Consider the public health implications. A few years back, a doctor in a tiny Vermont town noticed that two patients who lived on the same hill had ALS or Lou Gehrig's disease. Hearing rumors of more cases of the relatively rare and always fatal disease, the doctor notified the health department. Citing lack of resources, it declined to investigate. The doc then told a reporter, who searched the death certificates filed in the town office only to find that ALS had already killed five of the town's 1,300 residents. It was statistically possible, but unlikely, that this 10-times-higher-than-normal incidence was simply chance. Since no one knows what causes ALS, clusters like this one, once revealed, help epidemiologists assess risk factors, warn doctors to watch for symptoms,and alert neighbors and activists.
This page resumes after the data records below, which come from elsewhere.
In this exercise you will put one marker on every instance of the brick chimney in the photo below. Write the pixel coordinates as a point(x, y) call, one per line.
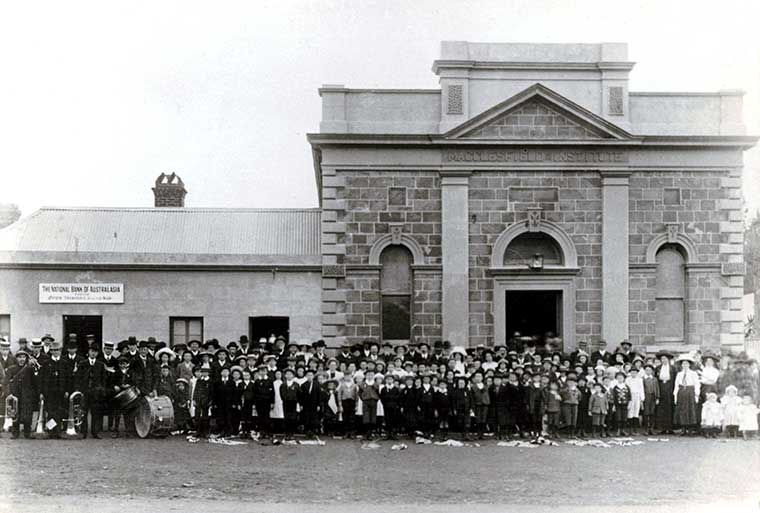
point(169, 191)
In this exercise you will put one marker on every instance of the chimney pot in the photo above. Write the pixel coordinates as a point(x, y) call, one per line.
point(169, 191)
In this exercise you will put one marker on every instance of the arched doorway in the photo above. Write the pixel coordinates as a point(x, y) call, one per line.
point(533, 268)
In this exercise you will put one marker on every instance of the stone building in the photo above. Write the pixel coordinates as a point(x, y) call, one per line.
point(532, 192)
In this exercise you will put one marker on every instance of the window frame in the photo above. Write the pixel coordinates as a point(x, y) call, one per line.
point(187, 320)
point(683, 298)
point(409, 294)
point(10, 326)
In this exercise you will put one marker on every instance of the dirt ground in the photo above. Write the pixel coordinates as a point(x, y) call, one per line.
point(127, 475)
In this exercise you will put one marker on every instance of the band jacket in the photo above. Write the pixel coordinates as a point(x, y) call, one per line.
point(54, 386)
point(91, 379)
point(145, 374)
point(21, 382)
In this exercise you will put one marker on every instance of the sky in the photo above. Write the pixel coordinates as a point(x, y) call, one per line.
point(98, 98)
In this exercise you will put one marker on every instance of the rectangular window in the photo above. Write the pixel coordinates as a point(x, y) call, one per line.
point(669, 319)
point(266, 326)
point(184, 329)
point(396, 317)
point(397, 196)
point(671, 197)
point(5, 327)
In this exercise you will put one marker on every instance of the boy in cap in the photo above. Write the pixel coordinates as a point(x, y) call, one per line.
point(310, 399)
point(21, 382)
point(202, 400)
point(289, 395)
point(651, 398)
point(390, 396)
point(120, 380)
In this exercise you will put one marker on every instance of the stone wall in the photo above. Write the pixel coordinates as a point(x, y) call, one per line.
point(706, 208)
point(574, 204)
point(359, 207)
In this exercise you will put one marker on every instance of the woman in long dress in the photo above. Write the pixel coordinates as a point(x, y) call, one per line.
point(278, 413)
point(686, 394)
point(665, 373)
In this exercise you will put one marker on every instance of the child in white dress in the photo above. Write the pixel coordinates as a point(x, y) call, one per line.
point(712, 416)
point(731, 402)
point(748, 418)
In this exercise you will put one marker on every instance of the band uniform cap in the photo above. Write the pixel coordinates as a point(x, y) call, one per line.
point(165, 350)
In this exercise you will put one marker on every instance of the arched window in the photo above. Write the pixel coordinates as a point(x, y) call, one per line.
point(670, 295)
point(396, 292)
point(524, 246)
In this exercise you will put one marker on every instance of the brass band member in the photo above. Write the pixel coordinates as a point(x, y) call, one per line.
point(21, 382)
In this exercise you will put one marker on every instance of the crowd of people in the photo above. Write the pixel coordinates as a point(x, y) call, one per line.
point(274, 388)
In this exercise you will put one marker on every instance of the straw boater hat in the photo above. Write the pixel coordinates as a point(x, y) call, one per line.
point(165, 350)
point(686, 357)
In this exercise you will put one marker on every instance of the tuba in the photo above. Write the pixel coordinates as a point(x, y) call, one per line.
point(76, 412)
point(40, 429)
point(11, 411)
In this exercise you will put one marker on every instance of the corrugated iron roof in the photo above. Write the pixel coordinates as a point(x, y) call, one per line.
point(177, 231)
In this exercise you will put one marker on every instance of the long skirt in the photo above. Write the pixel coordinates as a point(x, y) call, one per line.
point(686, 407)
point(665, 407)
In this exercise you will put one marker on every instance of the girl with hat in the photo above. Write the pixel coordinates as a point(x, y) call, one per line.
point(665, 373)
point(686, 394)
Activists in Colorado already know what it is like when states bar access to vital records. For years, they fought the Cotter Corp., claiming that its uranium mining operations were killing residents and workers. Unwilling to rely on the health department, which they claimed had a "cozy" relationship with the polluters, the activists tried to access death records, only to be told that it was illegal in this closed-records state. An editorial in Colorado's Longmont Daily Times-Call lamented, "If there's a situation that makes the case for why death certificates should be available to the public, it is th[is] Superfund area."

Some of state officials around the country are questioning whether the new regulations themselves illegally tread on states' rights. But the feds have been coy. Richard McCoy, public health statistic chief in Vermont, one of the nation's 14 open-records states, says, "No state is mandated to meet the regs. However, if they don't, then residents of that state will not be able to access any federal services, including social security and passports. States have no choice."

But while the public loses access to records, the federal government gains a gargantuan national database easily cross-referenced in the name of national security. The feds' claim that increased security will deter identity theft and terrorism is facile. Wholesale corporate data gathering is the major nexis of identity theft. As for terrorism, all the 9/11 perpetrators had valid identification.

Meanwhile, the quiet clampdown on vital records is part of a growing consolidation of information at the federal level. "That information will dovetail with the Real ID Act of 2005," says Marc Rotenberg of the Electronic Privacy Information Center. "Real ID cards are the other shoe that is scheduled to drop in three years." That act, signed into law last May, establishes national standards for state-issued driver's licenses and ID cards, and centralizes the information into a database.

Aside from public health and privacy concerns, closing vital records incurs a steep intangible cost: It undermines community in places where that healthy ethos still survives. In small town America, the local clerk's office is a sociable place where government wears the face of your neighbor. Each year, Vermont's 246 towns distribute their vital statistics to all residents. "It's the first place everybody goes in the Town Report," says state archivist Gregory Sanford. "Who was born, who died, who got married, who had a baby and wasn't married."

This may not be the most dramatic danger to democracy, but it is one of the Bush administration's many quiet, incremental assaults on the health of America's body politic. And it may end up listed on the death certificate for open society.